I sighed; so many questions, and absolutely no way of gaining answers. I suppose I would just have to learn to accept my new life, and to just live it how I must. Obviously, my plans and goals would have to change. After all, my whole career revolved around other people; my readers, my fans. I began to wonder, how different would my life be, with no one to please, and no one to dictate to me, my thoughts, and my actions. Being an anarcho-communist, I could never consider myself a fan of the government. I was anti-censorship, and I valued freedom of expression above all. Without a government holding me back, I suppose I finally had the perfect country.
I stroked Thorn from head to tail, enjoying his content purring. He took no notice of the new world, so why should I? Life would be different, yes, but life changes regardless. Now, I thought, I at least had Thorn to care for. I did not mind this. After all, if I didn’t want to, I could just kill him or leave him for dead. But part of me truly valued his companionship.
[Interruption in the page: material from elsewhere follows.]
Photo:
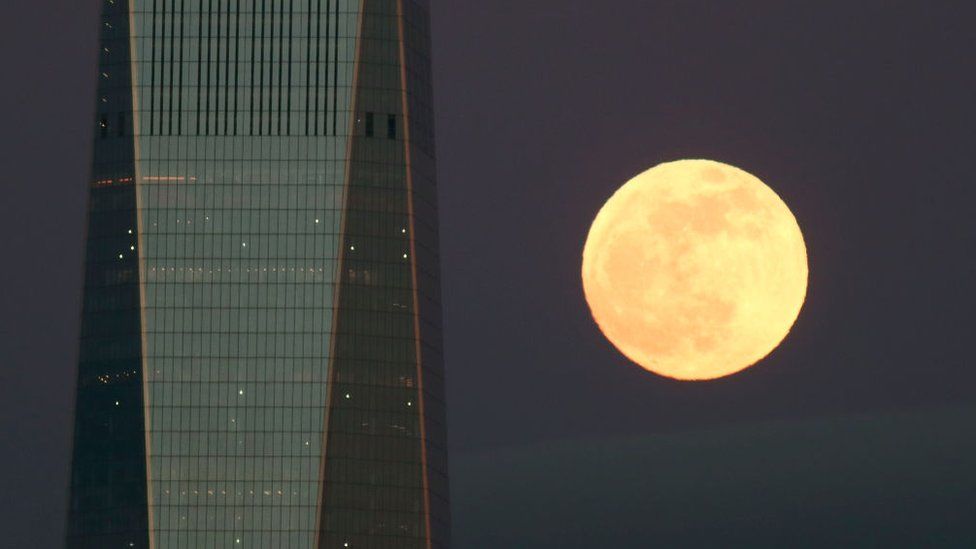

Now I would have to settle back down, or at least have a constant place to stay. Of course I still had my penthouse apartment, but now, my options were no longer limited. I had always envied a mansion I constantly saw just outside the city. It was humongous, and so intricately designed. I had always longed for it. Now, it was a reality. I would move my possessions over to it, and break in, just like that. Life was different, yes, but it was beautiful. A life no longer dictated by a higher power, by laws, by the standards of conformity. Just a life of my own and I would cherish it deeply.